The Latest AI Distraction: Action-Figure Toy Image Creation!
For the past 24 hours, the majority of my non-working-or-otherwise-engaged time has been spent playing around with social media’s latest meme: ChatGPT-generated image creation of action figure toys that represent people and brands.
Naturally, making one for myself and Tewdilly was inevitable.
What surprised me, however, was the pull I’ve felt to continually seek optimization of these outputs.
I’ve been playing around with prompts and visuals, seeing if I could create a toy action figure that adequately captured my essence and the je ne sais quoi of my brand.
I’ve sent versions to my friends, shown dozens to my daughters and wife, and produced tens of other outputs that were so off or error-riddled that I didn’t bother saving them or showing them to anyone.
ChatGPT has been generating these images for me in the background of my primary activities—sending emails, cooking dinner, watching TV, scrolling TikTok, waiting in car line to pick up my daughter at school—for the past 24 hours.
And frustratingly, the more prompts I’ve tweaked, the more images I’ve generated, the higher my subsequent standards and frustrations have grown.
But why?
The night before last, my friend (and badass entrepreneur and creative mind) Jared Kleinstein innocently texted me a ChatGPT-generated cartoon of me sitting in a gondola. He told me he was tooling around with image generation, presumably for fun and potentially to help promote his company’s upcoming Gondola Sports Summit.
It intrigued me enough at 10pm to try a few of my own.
The next day, yesterday, I saw a version of the toy action figure on a friend and former colleague’s LinkedIn post, playfully nodding to his strategic sponsorship agency, One44 Group.
It was fun, funny, and as it turns out, an attention-grabbing (at least to me!) post.
At times, the voice in my head said: “Dude, you’re wasting so much of your time on this! Stop!” to which I’d answer (and justify) by exclaiming, “This is research!”
The truth is probably somewhere in between.
It’s been time-consuming and felt addicting, no doubt.
But it’s also sparked some creative thinking, and forced me to envision a not-too-distant future of marketing and content creation in which the outputs are exponentially better than they are today.
My mind envisioned a not-so-distant future where a single prompt could generate an entire feature-length film—complete with breathtaking visuals, AI-rendered humans indistinguishable from real actors, and storylines so rich, layered, and perfectly paced they could rival (or surpass) the best of Hollywood.
What does this do to us, to the human creators? What does this to do us, the human consumers? What does this to do us, the human thinkers?
Scary? Overwhelming?
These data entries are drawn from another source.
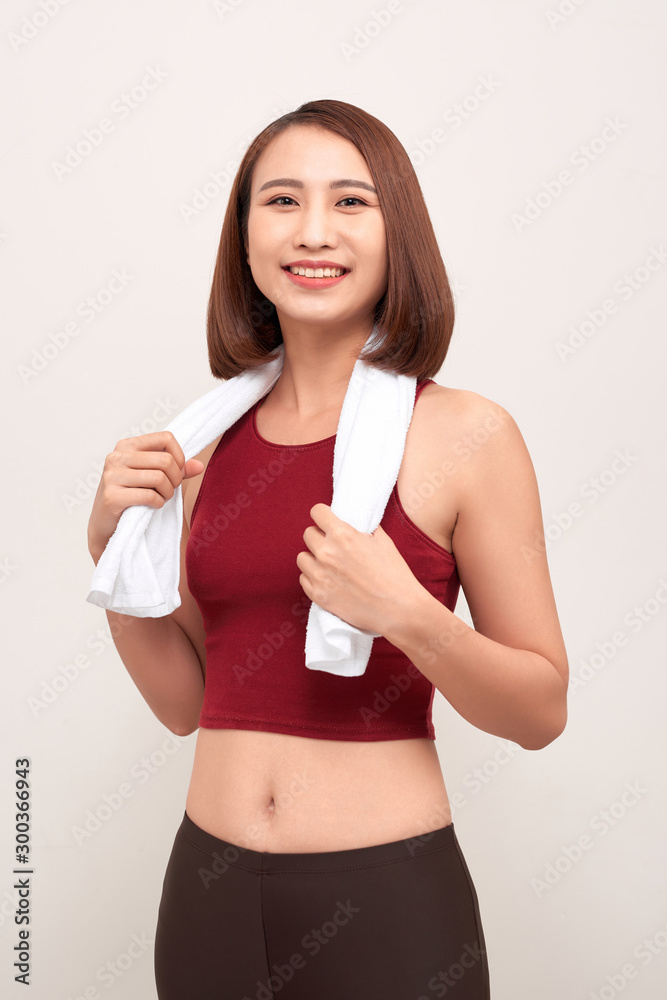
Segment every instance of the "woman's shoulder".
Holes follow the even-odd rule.
[[[424,434],[438,453],[453,460],[483,455],[483,464],[488,465],[492,456],[502,461],[512,453],[526,451],[512,415],[496,400],[479,392],[433,382],[422,389],[419,404],[419,423]]]
[[[439,382],[429,382],[421,391],[420,399],[424,400],[422,409],[428,408],[435,421],[456,420],[457,427],[465,430],[469,424],[477,425],[481,421],[493,419],[503,423],[512,422],[511,414],[500,403],[473,389],[455,389]],[[428,403],[426,403],[428,400]]]
[[[532,476],[532,461],[512,415],[471,389],[438,383],[424,388],[416,415],[430,461],[446,465],[466,492]],[[423,435],[423,436],[422,436]]]

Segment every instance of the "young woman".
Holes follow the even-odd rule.
[[[537,750],[565,726],[568,664],[519,429],[433,380],[453,322],[419,183],[385,125],[322,100],[257,136],[224,220],[209,358],[227,379],[282,341],[280,377],[197,459],[169,432],[119,441],[89,524],[97,562],[125,507],[183,486],[181,606],[107,612],[156,716],[199,727],[159,907],[160,1000],[489,997],[433,695]],[[374,323],[362,356],[418,385],[365,534],[329,505]],[[454,614],[459,583],[474,629]],[[362,676],[306,668],[312,601],[379,635]]]

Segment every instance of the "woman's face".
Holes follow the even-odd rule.
[[[283,331],[295,323],[371,322],[387,288],[387,239],[357,147],[312,126],[291,126],[277,135],[255,164],[246,252]],[[287,270],[329,264],[346,273],[318,281],[294,278]]]

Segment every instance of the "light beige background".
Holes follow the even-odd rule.
[[[25,995],[11,968],[23,756],[30,995],[155,996],[145,942],[196,737],[153,717],[85,601],[86,525],[115,442],[215,384],[204,322],[231,178],[268,121],[322,97],[367,109],[413,157],[458,307],[438,381],[497,400],[524,434],[579,678],[565,733],[539,752],[436,693],[492,996],[663,995],[666,35],[660,0],[2,5],[4,996]],[[107,293],[114,272],[125,285]],[[99,311],[84,315],[88,297]],[[457,611],[469,620],[463,596]]]

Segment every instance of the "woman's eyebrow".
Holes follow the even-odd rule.
[[[260,194],[260,192],[265,191],[266,188],[270,187],[302,188],[303,181],[296,180],[296,178],[294,177],[278,177],[277,180],[267,181],[265,184],[262,184],[257,194]],[[350,180],[349,178],[343,178],[342,180],[339,181],[330,181],[329,187],[332,190],[335,188],[359,187],[359,188],[364,188],[365,191],[371,191],[373,194],[377,194],[377,191],[375,190],[372,184],[367,184],[366,181]]]

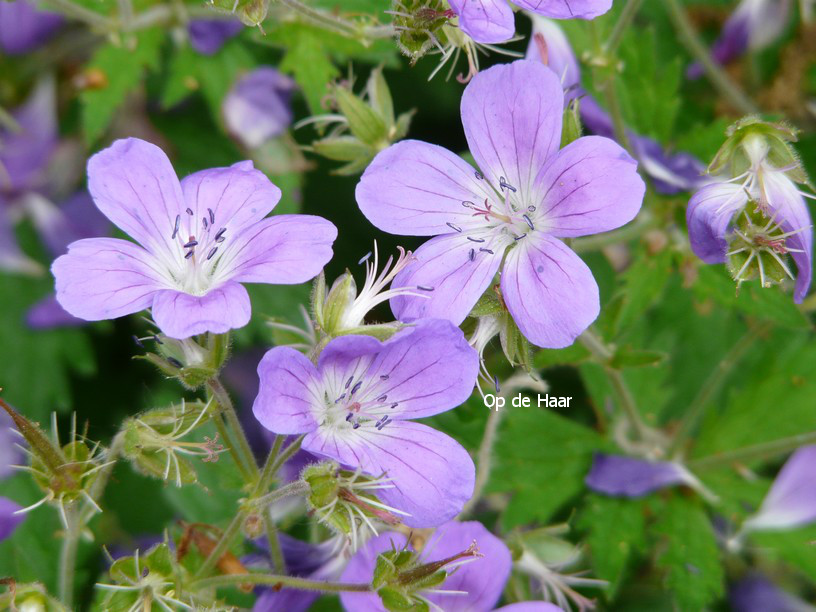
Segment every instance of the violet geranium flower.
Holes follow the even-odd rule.
[[[474,467],[458,442],[409,419],[455,408],[473,390],[476,352],[461,330],[429,319],[385,342],[341,336],[315,366],[289,347],[258,366],[253,411],[278,434],[306,434],[303,449],[389,479],[381,501],[411,527],[450,520],[473,494]]]
[[[510,576],[510,551],[499,538],[478,521],[449,522],[437,528],[425,543],[420,558],[422,563],[449,559],[467,550],[473,544],[479,556],[453,568],[448,566],[445,581],[429,591],[417,595],[430,602],[431,609],[445,612],[487,612],[501,596]],[[383,533],[369,542],[351,558],[341,582],[371,582],[377,557],[389,550],[400,550],[407,544],[402,533]],[[409,549],[412,548],[409,546]],[[439,591],[439,592],[434,592]],[[343,592],[340,601],[346,610],[380,612],[386,608],[376,593]]]
[[[292,123],[295,82],[269,66],[242,76],[224,98],[222,111],[229,133],[254,149],[280,136]]]
[[[507,0],[449,0],[459,27],[477,43],[500,43],[516,31]],[[612,0],[513,0],[531,13],[554,19],[594,19],[612,8]]]
[[[642,497],[675,485],[685,485],[712,497],[699,479],[680,463],[625,455],[595,453],[585,483],[596,493],[614,497]]]
[[[89,321],[152,309],[171,338],[247,324],[241,283],[294,284],[332,256],[337,229],[320,217],[265,218],[280,190],[245,161],[179,182],[155,145],[118,140],[88,162],[99,210],[139,244],[79,240],[54,261],[57,300]]]
[[[244,29],[238,19],[191,19],[187,25],[190,46],[202,55],[215,55],[221,47]]]
[[[404,140],[374,158],[357,185],[363,214],[392,234],[436,236],[392,287],[402,321],[461,323],[501,268],[501,291],[521,332],[559,348],[598,316],[598,285],[560,238],[631,221],[645,186],[637,163],[608,138],[559,151],[564,93],[556,74],[519,60],[477,74],[462,96],[462,123],[481,171],[450,151]]]
[[[33,0],[0,2],[0,49],[8,55],[33,51],[62,23],[61,15],[41,11]]]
Completely bizarre to think about?
Yes, yes, and yes!
But also: amazing, broadening, and inspiring to think about?
Definitely.
Here are the three things I’m thinking about most related to this:
1. Play is powerful.
Even when something feels silly or time-wasting, it often unlocks new ideas, deeper insight, and connection. Call it ‘distraction’ or ‘research’—it’s necessary to evolve. Creativity often hides inside the things we may write off as “just for fun”.
2. We’re entering an era where vision matters more than production.
Everyone will have access to the same tools. What will set people and brands apart most won’t be who can execute, but who can imagine boldly and direct intentionally.
3. Prompts are the new brushstrokes.
Getting AI to create something meaningful takes clarity, precision, and vision. The tech is available to all, but how you guide it still depends entirely on you.
The future of content is being shaped right now.
Let’s not underestimate the stuff that makes us curious. It might be where the best ideas are discovered.